Sezerer’in avukatı Buse Karataş ise “İddianamede terör örgütüne yardım etme fiilinin nasıl işlendiği açıklanmamıştır. Dolayısıyla suçun maddi unsurlarının oluştuğuna ilişkin somut bir delil yoktur. Müvekkilim gazetecilik faaliyetini yerine getirmiştir. O dönemde gazetecilik yapan herkes ‘fuatavni’nin tweetlerini haberleştirmiştir. Müvekkilim 13 yıldır gazetecilik yapmaktadır. Geçmişte hiçbir mahkumiyeti yoktur. Müvekkillerin hakkında derhal beraat kararı verilmesini talep ediyorum” dedi.
Savcı beraat istedi
Savunmaların ardından duruşma savcısı esas hakkındaki mütalaasını verdi. Savcı, suçlamaların aksine mahkumiyete yeterli her türlü şüpheden uzak, kesin ve inandırıcı delilin dosyada mevcut olmadığını, suçlamaya konu eylemlerin habercilik faaliyeti kapsamında değerlendirilmesi gerektiğini belirterek, sanıkların beraatına karar verilmesini talep etti.
Verilen aranın ardından kararını açıklayan mahkeme heyeti yöneltilen suçlamanın kanunda suç olarak tanımlanmamış olması gerekçesiyle Harun Simavi, Erdal Güven ve Semin Sezerer’in beratına hükmetti.

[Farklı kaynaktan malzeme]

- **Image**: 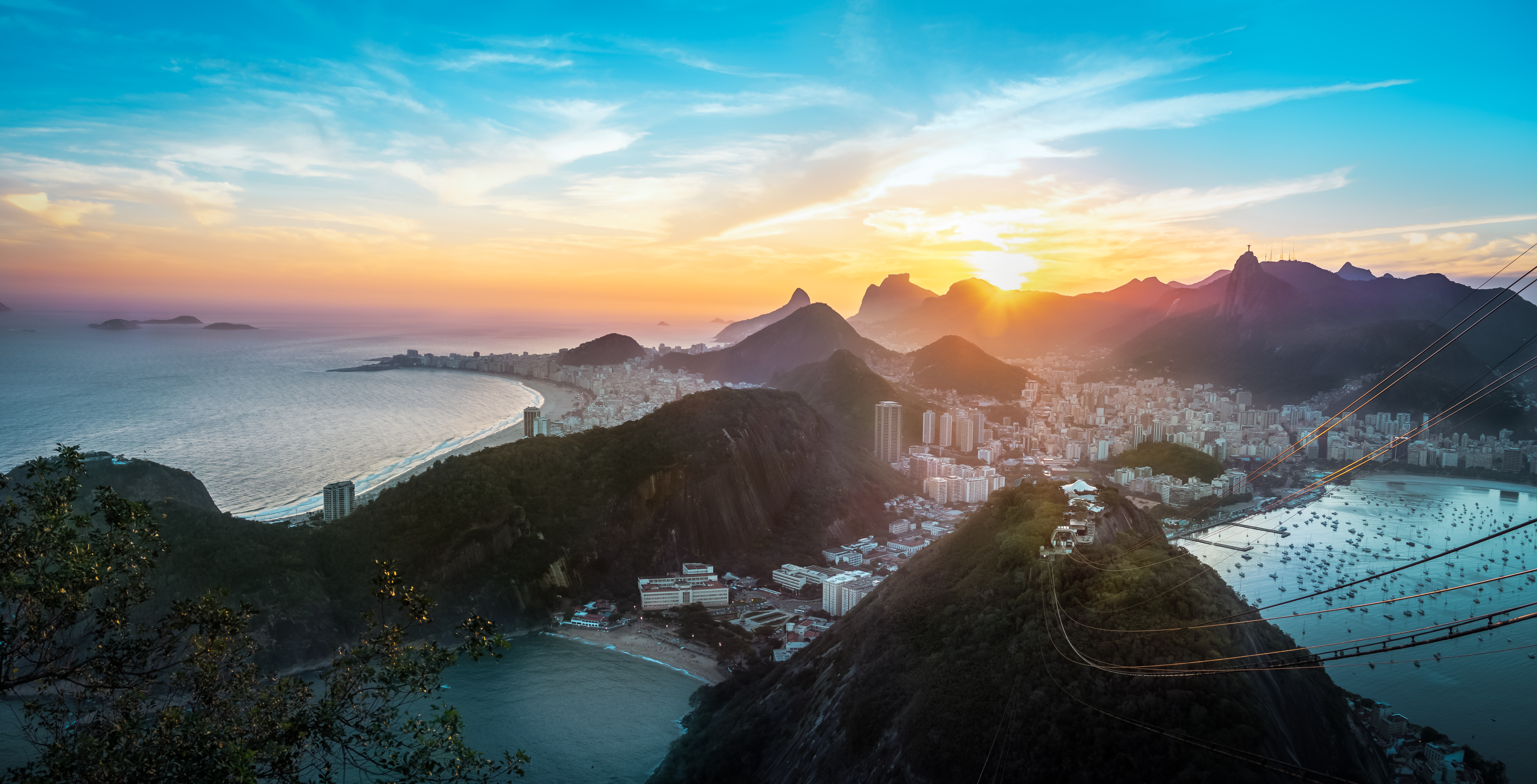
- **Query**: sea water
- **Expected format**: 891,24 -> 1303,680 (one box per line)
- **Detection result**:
1182,476 -> 1537,781
0,314 -> 543,520
0,635 -> 702,784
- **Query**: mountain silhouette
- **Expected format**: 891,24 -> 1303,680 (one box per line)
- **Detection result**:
910,335 -> 1030,400
658,303 -> 898,384
712,289 -> 811,343
848,272 -> 939,323
559,332 -> 646,364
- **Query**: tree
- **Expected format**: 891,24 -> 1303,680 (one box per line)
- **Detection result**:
0,444 -> 529,782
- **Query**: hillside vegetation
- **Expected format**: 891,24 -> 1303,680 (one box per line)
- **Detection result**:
1111,441 -> 1222,481
559,332 -> 646,364
911,335 -> 1030,400
773,349 -> 928,446
650,484 -> 1386,784
129,389 -> 905,664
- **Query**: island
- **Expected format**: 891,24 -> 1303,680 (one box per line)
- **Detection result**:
86,315 -> 206,329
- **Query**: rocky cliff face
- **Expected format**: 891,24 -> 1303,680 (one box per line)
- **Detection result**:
848,272 -> 939,324
658,303 -> 896,383
713,289 -> 811,343
652,486 -> 1386,784
1217,251 -> 1297,323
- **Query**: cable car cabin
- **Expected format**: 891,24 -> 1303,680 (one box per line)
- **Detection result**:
1040,526 -> 1077,561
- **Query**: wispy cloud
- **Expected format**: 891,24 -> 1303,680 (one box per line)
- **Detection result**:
433,51 -> 572,71
0,155 -> 241,225
0,194 -> 112,226
1291,214 -> 1537,240
690,85 -> 868,117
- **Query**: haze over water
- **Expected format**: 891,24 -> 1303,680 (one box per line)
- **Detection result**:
0,312 -> 707,518
1182,476 -> 1537,781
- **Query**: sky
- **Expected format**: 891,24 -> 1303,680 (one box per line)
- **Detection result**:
0,0 -> 1537,320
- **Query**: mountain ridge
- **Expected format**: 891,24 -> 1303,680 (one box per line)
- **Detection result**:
710,289 -> 811,343
656,303 -> 898,384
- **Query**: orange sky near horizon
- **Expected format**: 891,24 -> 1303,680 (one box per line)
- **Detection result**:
0,185 -> 1537,320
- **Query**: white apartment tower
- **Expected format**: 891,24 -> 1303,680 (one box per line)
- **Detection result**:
321,480 -> 357,523
875,400 -> 902,463
955,411 -> 976,452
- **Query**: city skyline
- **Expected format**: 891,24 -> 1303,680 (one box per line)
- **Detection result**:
0,2 -> 1537,320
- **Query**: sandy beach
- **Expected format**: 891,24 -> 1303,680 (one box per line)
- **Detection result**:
358,370 -> 582,501
544,621 -> 726,684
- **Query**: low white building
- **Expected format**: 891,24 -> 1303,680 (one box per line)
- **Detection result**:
636,563 -> 732,610
822,572 -> 875,616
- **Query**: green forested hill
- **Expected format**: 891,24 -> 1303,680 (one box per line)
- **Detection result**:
773,349 -> 930,446
1114,441 -> 1222,481
132,389 -> 905,663
911,335 -> 1030,400
652,486 -> 1386,784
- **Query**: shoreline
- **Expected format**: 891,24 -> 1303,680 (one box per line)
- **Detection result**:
540,623 -> 726,686
357,373 -> 579,503
235,373 -> 582,524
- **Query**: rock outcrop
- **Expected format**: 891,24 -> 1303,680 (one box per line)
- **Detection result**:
658,303 -> 898,384
712,289 -> 811,343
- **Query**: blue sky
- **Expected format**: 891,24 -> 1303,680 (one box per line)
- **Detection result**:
0,0 -> 1537,317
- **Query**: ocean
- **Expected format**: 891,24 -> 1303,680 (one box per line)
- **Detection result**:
0,312 -> 719,782
0,635 -> 702,784
1180,476 -> 1537,781
0,312 -> 713,520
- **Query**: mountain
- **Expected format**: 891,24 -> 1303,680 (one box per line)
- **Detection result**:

Ne olmuştu?İstanbul başsavcılığı, Temmuz 2019'da Diken, T24 ve Birgün yöneticileri hakkında 2014-2016 'fuatavni' mahlaslı Twitter hesabından yapılan paylaşımları haberleştirdiği gerekçesiyle soruşturma başlatmıştı. Soruşturma sonucunda şüpheliler hakkında ayrı ayrı 'örgüte üye olmamakla birlikte bilerek ve isteyerek yardım etmek' suçlamasıyla dava açılmıştı. Diken hakkında hazırlananan iddianamede Harun Simavi, Erdal Güven ve Semin Sezerer hakkında kapsamlı bir inceleme yürütüldüğü, sonuçta 'FETÖ'yle hiçbir bağlantı bulunamadığı belirtilmiş fakat söz konusu tweetlerin haberleştirilmesi 'örgüte yardım' olarak değerlendirilip üç ismin yedi buçuk yıldan 15 yıla kadar hapisle cezalandırılması istenmişti. |
(HA)
*Punto24 Dava Takip ve Diken'den derlenmiştir.